Werner Peiner

[2] After the war, Peiner studied at the Düsseldorf Art Academy, since 1919, after initially taking private lessons from Wilhelm Döringer, a friend of his father.

In 1923 Peiner married Marie Therese "Resi" Lauffs and moved to Bonn to live with his in-laws.

During this time, through the mediation of his friends, the architect Emil Fahrenkamp and the entrepreneur Walter Kruspig (since 1930 general director of Rhenania-Ossag), Peiner accepted artistic commissions for the design of church, insurance and industrial buildings.

In 1931, Peiner settled in Kronenburg and began converting several houses in the historic town center into a studio.

Peiner style was closer to the New Objectivity during the Weimar Republic, but he would accept the Third Reich, and would become one of its official artists.

Peiner owed his appointment not only to his acquaintance with the provisional director of the art academy, Julius Paul Junghanns [de], but probably also to his painting Deutsche Erde, or German Land, with which he supported the emerging Nazi ideology of blood and soil.

The painting was donated by the town of Mechernich to Schleiden district administrator Josef Schramm.

Schleiden NSDAP district leader Franz Binz handed it personally to Adolf Hitler.

With the consent of Hermann Göring, Peiner undertook a study trip to East Africa from February 1935, which Kruspig had organized and financed.

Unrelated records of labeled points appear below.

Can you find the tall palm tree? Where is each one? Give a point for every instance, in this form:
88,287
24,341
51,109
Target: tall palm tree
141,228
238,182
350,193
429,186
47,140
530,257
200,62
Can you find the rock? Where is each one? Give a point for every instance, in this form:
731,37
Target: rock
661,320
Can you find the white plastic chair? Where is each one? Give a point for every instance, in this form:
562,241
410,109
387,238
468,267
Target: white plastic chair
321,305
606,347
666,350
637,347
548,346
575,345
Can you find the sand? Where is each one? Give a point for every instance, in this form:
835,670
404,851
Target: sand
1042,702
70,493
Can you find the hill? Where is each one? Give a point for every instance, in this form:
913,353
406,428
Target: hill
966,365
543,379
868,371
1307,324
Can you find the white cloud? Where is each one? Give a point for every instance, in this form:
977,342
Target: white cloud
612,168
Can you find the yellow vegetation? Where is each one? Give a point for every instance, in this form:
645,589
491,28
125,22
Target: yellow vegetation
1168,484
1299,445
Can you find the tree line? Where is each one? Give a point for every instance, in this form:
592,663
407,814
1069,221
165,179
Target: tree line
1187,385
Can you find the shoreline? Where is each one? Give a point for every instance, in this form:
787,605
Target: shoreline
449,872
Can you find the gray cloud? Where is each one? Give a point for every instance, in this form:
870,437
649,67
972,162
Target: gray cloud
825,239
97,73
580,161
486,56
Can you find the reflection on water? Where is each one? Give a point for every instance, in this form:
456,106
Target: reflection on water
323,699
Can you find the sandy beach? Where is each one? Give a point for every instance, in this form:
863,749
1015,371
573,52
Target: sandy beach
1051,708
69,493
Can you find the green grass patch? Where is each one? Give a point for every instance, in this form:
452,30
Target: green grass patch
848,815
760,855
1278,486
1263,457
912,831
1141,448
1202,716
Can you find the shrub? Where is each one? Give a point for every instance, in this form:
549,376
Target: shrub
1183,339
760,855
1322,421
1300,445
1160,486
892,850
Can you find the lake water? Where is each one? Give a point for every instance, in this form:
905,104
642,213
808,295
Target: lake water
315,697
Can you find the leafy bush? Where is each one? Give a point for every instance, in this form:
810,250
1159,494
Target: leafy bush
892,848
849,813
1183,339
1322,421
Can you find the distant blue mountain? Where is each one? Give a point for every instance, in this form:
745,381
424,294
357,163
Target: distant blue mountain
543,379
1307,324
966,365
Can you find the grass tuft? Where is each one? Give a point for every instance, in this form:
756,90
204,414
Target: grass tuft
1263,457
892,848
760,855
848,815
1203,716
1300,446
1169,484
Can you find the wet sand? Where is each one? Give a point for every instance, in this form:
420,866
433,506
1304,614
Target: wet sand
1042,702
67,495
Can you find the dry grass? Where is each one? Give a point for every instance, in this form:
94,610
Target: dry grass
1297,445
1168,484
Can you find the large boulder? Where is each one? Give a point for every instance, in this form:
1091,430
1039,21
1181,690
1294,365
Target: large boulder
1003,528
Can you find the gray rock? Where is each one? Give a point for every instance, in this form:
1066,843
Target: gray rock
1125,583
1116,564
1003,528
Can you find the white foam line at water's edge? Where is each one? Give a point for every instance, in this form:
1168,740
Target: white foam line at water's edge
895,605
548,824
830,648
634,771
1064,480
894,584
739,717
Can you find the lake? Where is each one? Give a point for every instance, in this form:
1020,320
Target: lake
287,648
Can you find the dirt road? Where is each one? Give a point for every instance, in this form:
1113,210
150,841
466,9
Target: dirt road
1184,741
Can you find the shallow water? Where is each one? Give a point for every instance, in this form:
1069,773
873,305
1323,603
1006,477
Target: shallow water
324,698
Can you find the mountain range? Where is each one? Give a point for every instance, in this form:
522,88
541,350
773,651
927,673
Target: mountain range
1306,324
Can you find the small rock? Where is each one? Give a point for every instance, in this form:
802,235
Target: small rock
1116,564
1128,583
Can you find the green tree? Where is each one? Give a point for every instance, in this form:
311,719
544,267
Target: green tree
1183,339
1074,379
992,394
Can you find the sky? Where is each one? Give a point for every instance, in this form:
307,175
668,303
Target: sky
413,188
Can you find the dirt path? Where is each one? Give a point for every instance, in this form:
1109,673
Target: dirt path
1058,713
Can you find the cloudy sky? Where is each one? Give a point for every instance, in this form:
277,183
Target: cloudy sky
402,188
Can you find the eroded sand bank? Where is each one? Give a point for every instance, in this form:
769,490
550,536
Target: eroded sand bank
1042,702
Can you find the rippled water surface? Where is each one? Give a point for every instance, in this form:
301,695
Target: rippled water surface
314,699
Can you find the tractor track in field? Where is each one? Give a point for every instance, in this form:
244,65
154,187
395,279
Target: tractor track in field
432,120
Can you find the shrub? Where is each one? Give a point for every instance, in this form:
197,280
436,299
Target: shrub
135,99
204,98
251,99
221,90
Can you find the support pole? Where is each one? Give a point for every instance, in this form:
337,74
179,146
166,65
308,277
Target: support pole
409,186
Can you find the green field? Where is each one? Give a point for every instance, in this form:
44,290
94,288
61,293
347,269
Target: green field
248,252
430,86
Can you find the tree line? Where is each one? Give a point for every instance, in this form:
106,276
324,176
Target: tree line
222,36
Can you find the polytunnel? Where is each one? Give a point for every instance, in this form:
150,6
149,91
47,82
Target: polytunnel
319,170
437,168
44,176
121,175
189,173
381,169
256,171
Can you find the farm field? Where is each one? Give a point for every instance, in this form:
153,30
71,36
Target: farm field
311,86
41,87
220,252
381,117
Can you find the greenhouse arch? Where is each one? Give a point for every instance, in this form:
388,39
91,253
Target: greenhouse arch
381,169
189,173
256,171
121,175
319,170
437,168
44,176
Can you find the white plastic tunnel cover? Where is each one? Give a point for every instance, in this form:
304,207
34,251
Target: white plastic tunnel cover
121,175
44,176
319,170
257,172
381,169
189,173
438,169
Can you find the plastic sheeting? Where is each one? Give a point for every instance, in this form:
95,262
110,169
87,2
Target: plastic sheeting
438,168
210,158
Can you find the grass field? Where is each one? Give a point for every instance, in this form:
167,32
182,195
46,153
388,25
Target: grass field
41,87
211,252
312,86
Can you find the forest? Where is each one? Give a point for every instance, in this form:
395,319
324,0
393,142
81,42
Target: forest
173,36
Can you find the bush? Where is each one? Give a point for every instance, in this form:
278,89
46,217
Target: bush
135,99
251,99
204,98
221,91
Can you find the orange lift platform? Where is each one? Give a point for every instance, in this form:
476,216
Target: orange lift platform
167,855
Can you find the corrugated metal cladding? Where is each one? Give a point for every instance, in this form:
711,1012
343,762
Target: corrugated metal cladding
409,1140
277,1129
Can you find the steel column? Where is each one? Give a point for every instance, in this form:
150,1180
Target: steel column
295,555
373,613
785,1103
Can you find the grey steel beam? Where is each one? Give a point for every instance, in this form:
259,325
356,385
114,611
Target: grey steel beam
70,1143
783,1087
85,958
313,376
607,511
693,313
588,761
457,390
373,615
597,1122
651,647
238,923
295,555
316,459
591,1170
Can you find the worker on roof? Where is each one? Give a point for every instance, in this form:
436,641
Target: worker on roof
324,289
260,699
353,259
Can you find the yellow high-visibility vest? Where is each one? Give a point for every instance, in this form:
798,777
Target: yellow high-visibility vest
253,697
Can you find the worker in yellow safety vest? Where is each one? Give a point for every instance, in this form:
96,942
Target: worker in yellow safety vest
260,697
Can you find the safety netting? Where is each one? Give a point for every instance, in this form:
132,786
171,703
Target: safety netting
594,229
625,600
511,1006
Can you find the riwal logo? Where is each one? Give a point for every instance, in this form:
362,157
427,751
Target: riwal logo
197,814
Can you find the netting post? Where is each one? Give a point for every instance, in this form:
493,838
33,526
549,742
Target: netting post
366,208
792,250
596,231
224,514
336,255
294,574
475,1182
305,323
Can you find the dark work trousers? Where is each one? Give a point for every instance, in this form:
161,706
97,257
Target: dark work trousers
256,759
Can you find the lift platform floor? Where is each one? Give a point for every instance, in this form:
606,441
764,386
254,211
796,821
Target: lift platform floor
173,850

On March 23, 1936, the minister for art, science and popular education issued a decree establishing the “Landakademie Kronenburg der Staatliche Kunstakademie Düsseldorf”.

His Nazi commissioned works included the cycle of the German Battles of Fate for the Marble Gallery, also known as the Long Hall, of the New Reich Chancellery, in Berlin, the drafts of which are now exhibited in the Rheinisches Landesmuseum Bonn.